After 476 AD, Lucca was conquered and ruled successively by the Ostrogoths, the Byzantines, and the Lombards, a Gothic people whose ancient name was Longobards. The Goths and the Longobards chose Lucca as the capital of Tuscany, an honour which was later transferred to Florence under the rule of the Frankish dynasty of the Carolingians. During the 9th and 10th centuries Lucca was the main city in Tuscany. The Lombards founded here the Ducato (Duchy) di Lucca, a beginning of modern Tuscany, which also included Florence, then small and cut off from communication channels. Later the Lombards established three duchies in Tuscany: Ducato di Lucca, Ducato di Firenze (Florence) and Ducato di Pisa.

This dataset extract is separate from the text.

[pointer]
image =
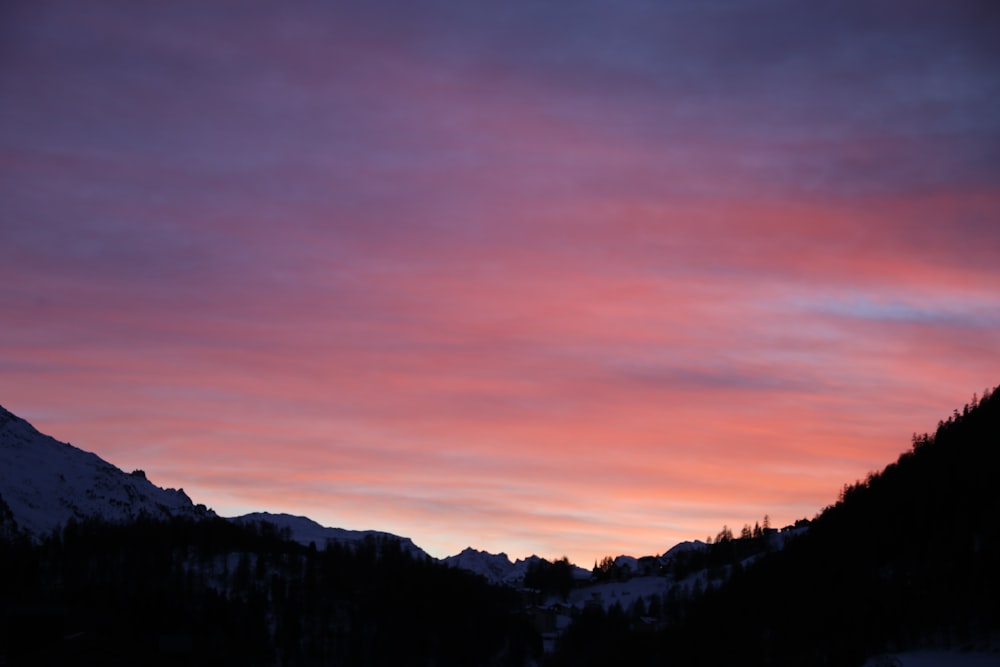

The Duchy of Lucca became the usual residence of the king and a major road junction with the building of the Via Francigena, Europe’s most important communication route in the Middle Ages, on the pilgrim road from Canterbury to Rome, of which Lucca was a fundamental stage.
Lucca Independent and Prosperous City of Commerce
In 990 the Lombard rule ended and was replaced by the Franks. In the late 10th century Lucca started to lose importance and with the Holy Roman Empire Florence became the new capital of the Margravate of Tuscany.
The Franks were succeeded by the house of Canossa, whose rule ended with the death of Matilde di Canossa in 1115. In those years Lucca, a city of merchants and bankers, moved towards independence.
In 1118 the city was granted a charter of liberties, and the commune of Lucca was established.
In this period, an age of great economic and political prosperity began, and Lucca started expanding its markets and trades all over Europe. This was also the era of town planning and architectural improvements.
Like Florence and many other cities of Northern Italy, Lucca was a republic in its own right during the Renaissance. Despite many conflicts with its powerful neighbouring cities and with ambitious noble dinasties, Lucca overall kept its independence until it was conquered by the French in 1799.
In 1805 Lucca became a principality, Principato di Lucca e Piombino, assigned to Napoleon’s sister Bonaparte Elisa Bonaparte and her husband Felice Baciocchi. During the Congress of Vienna in 1815 the Duchy of Lucca was created, ruled by the Spanish infanta Maria Luisa di Borbone-Spagna, widow of the former king Louis of Etruria, succeded in 1824 by her son Charles Louis (Carlo Ludovico di Borbone), who ceded it to the Grand Duchy of Tuscany in 1847.
In 1860 it was united to the Kingdom of Sardinia, and when Italy was unified and became independent from foreign domination in 1861, Lucca became part of the newly-formed Kingdom of Italy.